Two of the Earliest Examples of Private Land Sales in Austin's Colony
"[2 Private Land Sales in Austin's Colony - Each Signed by Stephen F. Austin]",
Subject: Austin's Colony
Period: 1825 (dated)
Color: Black & White
7.8 x 12.5 inches
19.8 x 31.8 cm
This lot consists of a pair of land deeds issued in Austin's Colony and each signed by Stephen F. Austin, involving two members of the "Old 300." Virtually all land transfers at this time period were issued directly from Austin to a grantee, but here we have two instances of private conveyances. The reason for their scarcity is due to the colonization law of 1825, which stipulated that an original land grant could only be sold after "completing cultivation." No other private sales from Old 300 members were found for this time period in the Texas General Land Office.

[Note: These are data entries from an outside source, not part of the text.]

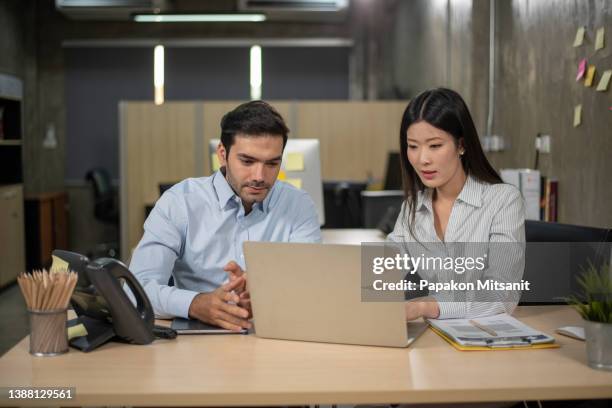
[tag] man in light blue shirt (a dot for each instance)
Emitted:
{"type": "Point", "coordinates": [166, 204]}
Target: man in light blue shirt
{"type": "Point", "coordinates": [196, 230]}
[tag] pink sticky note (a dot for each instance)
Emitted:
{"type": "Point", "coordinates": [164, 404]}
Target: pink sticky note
{"type": "Point", "coordinates": [581, 69]}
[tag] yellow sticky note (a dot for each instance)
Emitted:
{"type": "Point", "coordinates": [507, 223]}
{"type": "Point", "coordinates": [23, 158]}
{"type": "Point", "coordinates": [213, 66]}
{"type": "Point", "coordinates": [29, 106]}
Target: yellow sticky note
{"type": "Point", "coordinates": [577, 115]}
{"type": "Point", "coordinates": [599, 39]}
{"type": "Point", "coordinates": [77, 331]}
{"type": "Point", "coordinates": [604, 81]}
{"type": "Point", "coordinates": [579, 37]}
{"type": "Point", "coordinates": [588, 81]}
{"type": "Point", "coordinates": [215, 162]}
{"type": "Point", "coordinates": [58, 264]}
{"type": "Point", "coordinates": [295, 162]}
{"type": "Point", "coordinates": [297, 183]}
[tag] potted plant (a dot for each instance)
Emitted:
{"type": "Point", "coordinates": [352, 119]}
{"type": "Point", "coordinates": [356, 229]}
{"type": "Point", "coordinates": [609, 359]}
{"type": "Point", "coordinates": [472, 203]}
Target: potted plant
{"type": "Point", "coordinates": [596, 311]}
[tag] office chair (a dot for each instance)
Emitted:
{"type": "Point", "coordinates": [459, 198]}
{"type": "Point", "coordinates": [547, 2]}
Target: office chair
{"type": "Point", "coordinates": [106, 209]}
{"type": "Point", "coordinates": [342, 202]}
{"type": "Point", "coordinates": [562, 251]}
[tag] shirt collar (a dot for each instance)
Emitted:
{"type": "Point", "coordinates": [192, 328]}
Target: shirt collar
{"type": "Point", "coordinates": [471, 194]}
{"type": "Point", "coordinates": [223, 189]}
{"type": "Point", "coordinates": [225, 193]}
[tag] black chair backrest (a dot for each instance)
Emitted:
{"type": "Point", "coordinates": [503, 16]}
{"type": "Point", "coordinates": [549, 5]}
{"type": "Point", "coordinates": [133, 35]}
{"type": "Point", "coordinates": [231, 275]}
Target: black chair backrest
{"type": "Point", "coordinates": [540, 231]}
{"type": "Point", "coordinates": [105, 203]}
{"type": "Point", "coordinates": [556, 255]}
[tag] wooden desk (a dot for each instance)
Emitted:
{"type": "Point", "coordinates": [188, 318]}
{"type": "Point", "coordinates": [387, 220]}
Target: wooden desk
{"type": "Point", "coordinates": [246, 370]}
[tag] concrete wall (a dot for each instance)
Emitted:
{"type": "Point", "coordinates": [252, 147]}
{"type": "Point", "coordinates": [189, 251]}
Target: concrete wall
{"type": "Point", "coordinates": [400, 48]}
{"type": "Point", "coordinates": [442, 43]}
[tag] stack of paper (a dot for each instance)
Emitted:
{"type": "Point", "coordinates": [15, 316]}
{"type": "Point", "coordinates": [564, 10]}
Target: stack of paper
{"type": "Point", "coordinates": [495, 332]}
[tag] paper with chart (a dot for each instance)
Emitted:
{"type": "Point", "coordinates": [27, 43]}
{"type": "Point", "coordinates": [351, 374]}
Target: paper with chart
{"type": "Point", "coordinates": [508, 330]}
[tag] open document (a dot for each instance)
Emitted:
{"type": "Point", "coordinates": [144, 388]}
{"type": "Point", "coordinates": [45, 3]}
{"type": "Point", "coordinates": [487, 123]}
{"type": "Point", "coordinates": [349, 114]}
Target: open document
{"type": "Point", "coordinates": [500, 330]}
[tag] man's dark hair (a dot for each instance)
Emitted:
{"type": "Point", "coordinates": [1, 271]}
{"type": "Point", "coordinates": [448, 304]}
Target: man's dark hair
{"type": "Point", "coordinates": [255, 118]}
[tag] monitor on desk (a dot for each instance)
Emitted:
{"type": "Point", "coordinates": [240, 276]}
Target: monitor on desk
{"type": "Point", "coordinates": [301, 167]}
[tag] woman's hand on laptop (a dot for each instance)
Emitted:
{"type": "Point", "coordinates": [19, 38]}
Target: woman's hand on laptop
{"type": "Point", "coordinates": [235, 271]}
{"type": "Point", "coordinates": [221, 307]}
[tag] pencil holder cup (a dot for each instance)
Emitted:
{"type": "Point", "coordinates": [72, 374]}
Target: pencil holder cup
{"type": "Point", "coordinates": [48, 335]}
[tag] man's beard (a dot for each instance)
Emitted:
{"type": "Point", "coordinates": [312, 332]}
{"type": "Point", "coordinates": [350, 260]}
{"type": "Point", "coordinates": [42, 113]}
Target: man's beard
{"type": "Point", "coordinates": [238, 188]}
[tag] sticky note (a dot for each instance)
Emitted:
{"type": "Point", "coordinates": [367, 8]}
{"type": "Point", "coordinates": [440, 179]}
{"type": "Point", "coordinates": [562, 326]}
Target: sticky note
{"type": "Point", "coordinates": [581, 69]}
{"type": "Point", "coordinates": [78, 330]}
{"type": "Point", "coordinates": [295, 162]}
{"type": "Point", "coordinates": [58, 264]}
{"type": "Point", "coordinates": [577, 115]}
{"type": "Point", "coordinates": [214, 159]}
{"type": "Point", "coordinates": [588, 81]}
{"type": "Point", "coordinates": [297, 183]}
{"type": "Point", "coordinates": [579, 37]}
{"type": "Point", "coordinates": [599, 39]}
{"type": "Point", "coordinates": [604, 81]}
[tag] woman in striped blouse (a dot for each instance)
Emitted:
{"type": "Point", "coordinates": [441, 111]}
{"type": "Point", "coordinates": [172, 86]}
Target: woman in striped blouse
{"type": "Point", "coordinates": [453, 195]}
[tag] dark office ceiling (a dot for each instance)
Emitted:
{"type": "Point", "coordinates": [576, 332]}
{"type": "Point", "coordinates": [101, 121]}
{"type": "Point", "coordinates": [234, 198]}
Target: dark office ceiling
{"type": "Point", "coordinates": [275, 10]}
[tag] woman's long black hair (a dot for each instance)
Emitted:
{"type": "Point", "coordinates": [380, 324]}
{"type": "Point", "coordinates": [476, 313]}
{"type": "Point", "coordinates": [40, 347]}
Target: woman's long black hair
{"type": "Point", "coordinates": [443, 109]}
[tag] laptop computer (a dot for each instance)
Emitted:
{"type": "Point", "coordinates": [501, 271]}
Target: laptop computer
{"type": "Point", "coordinates": [312, 292]}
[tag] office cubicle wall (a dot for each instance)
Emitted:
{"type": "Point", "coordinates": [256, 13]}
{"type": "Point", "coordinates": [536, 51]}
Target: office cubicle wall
{"type": "Point", "coordinates": [167, 143]}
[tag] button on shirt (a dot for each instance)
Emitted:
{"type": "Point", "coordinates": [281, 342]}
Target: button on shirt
{"type": "Point", "coordinates": [491, 214]}
{"type": "Point", "coordinates": [199, 225]}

The first deed is from Thomas Barnett, an Old 300 member, to Joseph Stuart and dated May 28th, 1825. The three-page document transfers one "sitio" (approximately 4,300 acres) of land along the eastern bank of the Brazos River in present-day Fort Bend County. The land was situated to the north of a parcel owned by Joseph Baker. The deed is signed by "Estevan F. Austin" and Samuel M. Williams, Secretary of the Colony, and was witnessed by three other members of the Old 300: Samuel Kennedy, Pleasant M. Pruitt, and Noel F. Roberts. Stuart paid Barnett 55 pesos for the parcel. It is worth noting that Barnett received his land grant from Austin on July 9, 1824, so he was apparently able to cultivate his land to the satisfaction of Austin in less than a year.
The second deed, dated October 22nd, 1825, transfers all but 500 acres from Joseph Stuart to William "Cow" Cooper, also a member of Austin's Old 300. The 500-acre tract in the southeast corner of the parcel was sold a few months prior to Isaac Best on June 15, 1825. This document is also signed by "Estevan F. Austin" and witnessed by Old 300 members Santiago (James) E.B. Austin (Stephen's brother), Henry Williams, and David McCormick. The purchase price for this somewhat smaller tract of land was 200 pesos - a nearly fourfold increase in price in a matter of only five months.
Both documents, written in Spanish, follow a similar structure with the top line of each deed reading "Sello 2° 12 rrs. Habilitado pr la Nacion Mexicana pa el ano de 1825" ("Second Seal 12 reales through the Nation of Mexico in the year of our Lord 1825"), and signed a second time by "Austin." The sello segundo is the recipient's copy (Stuart and Cooper in this case), while the third seal (sello tercero) was held by the government. In the top left corner of the front page of both documents is also the signature of Laurence Richard Kenny, an administrator who worked for Austin.
Thomas Barnett moved from Livingston County, Kentucky to Texas in 1823 and received one of Austin's early grants. He was married to Nancy Spencer in 1825 and had six children. In February 1828, he was elected Comisario of Victoria and in 1829 he became Alcade. Barnett was a delegate at the Convention of 1836 and was a signor of the Texas Declaration of Independence. Little is known about the recipient of Barnett's parcel, Joseph Stuart.
William "Cow" Cooper, along with his wife Sarah (James), moved from Tennessee to Texas in 1822. He was also a member of the Old 300, having been awarded 1.5 leagues of land (6,642 acres) in Waller County and another 2 labors (354 acres) in Austin County prior to purchasing this land from Joseph Stuart in 1825. According to the 1826 census of Austin's Colony, he was a married farmer with 5 children, 2 servants and 3 slaves at the time. Cooper served in the Texas Revolution and furnished military supplies and horses for Sam Houston's army.
This prized piece of early Texas history was brought to us by a descendant of Mr. Cooper.
Our thanks and appreciation go out to the Texas General Land Office who provided invaluable assistance in researching these documents.
Pages are mostly clean and bright with remnants of cello tape along the top edge and top left edge of the first page. There are two small fold separations along the horizontal fold that are more pronounced in the second deed, measuring 2" and 3" respectively. The two deeds are folding and held together by a contemporary string binding.